金融・商事判例1425号で紹介された事例です(東京高裁平成25年4月18日判決)。



本件は,妻が自衛官の夫との離婚に伴う財産分与請求権を保全するため,夫の国(防衛省)に対する退職金請求権を仮差押えしましたが,その後離婚と財産分与を求める離婚訴訟を提起し,勝訴したのは仮差押えから約14年も経ってから,というものでした。なお,仮差押えから約4年後,夫は退職金を受け取った上で自衛隊を退職してしまっていました。




妻は,夫に対する財産分与請求を認めた離婚訴訟の判決をもって,国に対して改めて本差押えをしましたが,国側は「夫が退職してから5年以上が経過しており,会計法が定める消滅時効を援用する」と主張して争いました(会計法では国に対する債権の消滅時効期間は5年とされており退職金請求権も含まれるとされています。)。




妻側は,約14年前にした仮差押えによって,退職金請求権の消滅時効は民法147条2号に基づき中断されていると主張しました。




消滅時効の中断というのは,それまで進行していた消滅時効がゼロにリセットされるというものですが,差押えや仮差押えに基づく中断の場合には,(仮)差押え手続が継続している限り効力が存続すると考えられているので,13年前にしていた仮差押えであっても,取下げなどで手続きが終了していない限り,今でも中断の効力が続いているのではないかと主張したというわけです。

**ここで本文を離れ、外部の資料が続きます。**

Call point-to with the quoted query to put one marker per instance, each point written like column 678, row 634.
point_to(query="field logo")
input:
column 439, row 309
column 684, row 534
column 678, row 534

しかし,一審裁判所も本高裁判決も,仮差押えによって消滅時効の進行が中断されるのは,保全された被差押債権(本件の場合の退職金請求権)ではなく,被保全債権(本件の場合の財産分与請求権)であるとし,妻側の主張は認めませんでした。

差押えなどで消滅時効が中断されるのは,差押えがされることによって権利についての一定の証明がされるからですが,証明されるのは被保全債権であって,被仮差押え債権ではないからという理屈です。本件は仮差押えが問題となった事案でしたが,差押えについて大審院の古い判例があり,これについても論拠とされています。




そうすると,せっかく仮差押えをしても,差し押さえた被差押債権の消滅時効を中断でき無くなってしまい不都合ではないかというところですが,この点については,債権者代位訴訟といって,債権者(本件の場合の妻)が第三債務者(本件の場合の国)を相手取って直接訴訟提起することもできるのだから不都合はないとされています。

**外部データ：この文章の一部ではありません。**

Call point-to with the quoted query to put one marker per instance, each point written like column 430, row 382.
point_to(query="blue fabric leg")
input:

なお,本件で,国は,仮差押えがされているのにもかかわらず夫に対して退職金を支払ってしまっています。

これはこれで問題のある行為ですが,仮に,消滅時効が完成しない間に,妻が離婚訴訟に基づくなどして国に対して支払を求めていれば,国は妻に対して二重払いをしなければならない立場であったわけであり,国が夫に対して退職金を支払ってしまったから妻が退職金相当額を受け取れなくなったという関係にはならないのだからということで,この点に関する妻の国賠請求についても退けられています。




仮差押えしたら早めに本訴訟提起しましょう。




なお,本件は上告受理の申立がされているということです。